CIA facility on the Guantanamo Bay Naval Base

Penny Lane was a secret CIA facility at Guantanamo Bay Naval Base. Its name was taken from the Beatles song. Another Beatles song, "Strawberry Fields Forever", was similarly appropriated in naming Camp Strawberry Fields where the CIA's most prominent detainees were to be kept "Forever".

==Overview==
Penny Lane was used to attempt to convert particular captives into double agents who would be released to penetrate terrorist organizations and inform on them from within. According to Adam Goldman and Matt Apuzzo, of the Associated Press, Intelligence officials who insisted on anonymity asserted that the double agent program had successful graduates—individuals who were believed to be trustworthy enough to be released early, and who would then betray terrorists. However, they acknowledged that at least some of those individuals abandoned being a double agent and stopped reporting to the CIA.

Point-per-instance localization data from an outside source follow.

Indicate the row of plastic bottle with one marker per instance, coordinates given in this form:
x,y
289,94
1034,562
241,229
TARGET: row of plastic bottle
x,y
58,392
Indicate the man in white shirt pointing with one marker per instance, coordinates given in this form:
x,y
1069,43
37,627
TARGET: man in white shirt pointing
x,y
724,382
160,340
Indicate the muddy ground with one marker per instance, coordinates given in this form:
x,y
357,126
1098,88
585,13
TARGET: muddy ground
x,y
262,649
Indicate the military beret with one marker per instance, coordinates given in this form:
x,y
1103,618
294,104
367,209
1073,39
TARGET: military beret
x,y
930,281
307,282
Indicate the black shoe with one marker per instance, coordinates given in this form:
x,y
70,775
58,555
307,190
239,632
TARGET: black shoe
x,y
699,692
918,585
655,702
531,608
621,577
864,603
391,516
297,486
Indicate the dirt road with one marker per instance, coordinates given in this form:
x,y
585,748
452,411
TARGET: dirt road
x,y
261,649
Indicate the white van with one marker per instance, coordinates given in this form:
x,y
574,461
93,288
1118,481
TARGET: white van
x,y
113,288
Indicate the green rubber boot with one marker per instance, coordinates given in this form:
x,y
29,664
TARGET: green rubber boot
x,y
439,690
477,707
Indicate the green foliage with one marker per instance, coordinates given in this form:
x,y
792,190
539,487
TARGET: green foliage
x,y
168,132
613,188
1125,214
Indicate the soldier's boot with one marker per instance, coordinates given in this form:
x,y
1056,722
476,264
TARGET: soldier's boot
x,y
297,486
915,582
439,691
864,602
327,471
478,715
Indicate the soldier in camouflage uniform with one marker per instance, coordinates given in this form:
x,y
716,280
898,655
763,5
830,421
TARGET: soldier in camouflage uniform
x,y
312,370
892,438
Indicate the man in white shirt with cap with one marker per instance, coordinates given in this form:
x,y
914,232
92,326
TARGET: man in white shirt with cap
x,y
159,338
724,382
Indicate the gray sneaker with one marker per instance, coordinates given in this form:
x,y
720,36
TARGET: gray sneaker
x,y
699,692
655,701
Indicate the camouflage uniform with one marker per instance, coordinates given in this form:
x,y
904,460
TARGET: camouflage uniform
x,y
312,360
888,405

In anticipation of the United States Supreme Court's ruling in Rasul v. Bush, which was going to allow access to habeas corpus for individuals held in Guantanamo, Penny Lane, and other CIA black sites, like Camp Strawberry Fields, were shut down.

The conditions of confinement were reported to have been comfortable, with every individual provided with a private suite, with a real bed, private bathroom, kitchenette, and private patio.

Following the release of the Senate Intelligence Committee's report on the CIA's use of torture, some press reports later asserted that Penny Lane remained in operation, after the CIA stopped holding its own captives there, and that it was the site Scott Horton identified as "Camp No", when three captives died under mysterious circumstances, on June 9-10, 2006.